Every shot in Lady Snowblood is framed with great care – It seems there was never a set or a scene where everything wasn’t carefully arranged and composed for the greatest effect, from the actors to the objects in the background and foreground. Even if you aren’t watching the film specifically with that kind of eye, you can’t help but subconsciously realize how meticulous every detail is. Some of the scenes are set against pure black backdrops, almost lending the film the feeling of a stage performance. The cinematography often reflects the way the characters are feeling through the absence of light – There is a great scene of Yuki’s contemplative face on a stark black background as she ponders her inner turmoil. The scenes of Yuki’s mother in prison are presented in a very claustrophobic way with little light. You feel a very intimate understanding of the characters – Everything has been stripped away, leaving you trapped with them.

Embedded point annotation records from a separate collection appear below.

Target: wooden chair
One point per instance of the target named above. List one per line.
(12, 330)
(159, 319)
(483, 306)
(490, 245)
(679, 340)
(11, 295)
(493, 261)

These characters are carrying a lot of darkness, and their surroundings show it. Other times, the bright colors contrast the despicable happenings – The scene of the annihilation of Yuki’s mother’s family take place in a bright, sunlight village and the film’s climactic battle of bloodshed occurs during a grand masquerade ball.
Essentially, the visuals elevate Lady Snowblood from good to great. From deep blue rocky seaside cliffs, to kimonos and snow painted with bright red blood, to the dark and claustrophobic interiors, Lady Snowblood is sincerely a visual classic. The film is like watching a moving piece of art in a more literal sense than many films I’ve seen. It pays tribute to its comic book roots while also creating a distinct look all its own.
Lady Snowblood is absolutely worth viewing for anyone who considers themselves a fan of cinema – It is a landmark entry in the annals of Japanese film, and is one of the most visually stunning movies ever created. I honestly found myself more interested in Lady Snowblood’s appearance and cinematography than its plot. Though it serves up a tale that may seem a dime a dozen in the modern day, it is undeniably influential and unique for its time, and the visuals have aged exceptionally well. As a story, Lady Snowblood is good. As a piece of visual art, it is a masterpiece. Those two elements combine to make something truly great, and there’s little chance of someone walking away from Lady Snowblood disappointed.
Criterion’s “The Complete Lady Snowblood” is the ideal way to experience this masterful film.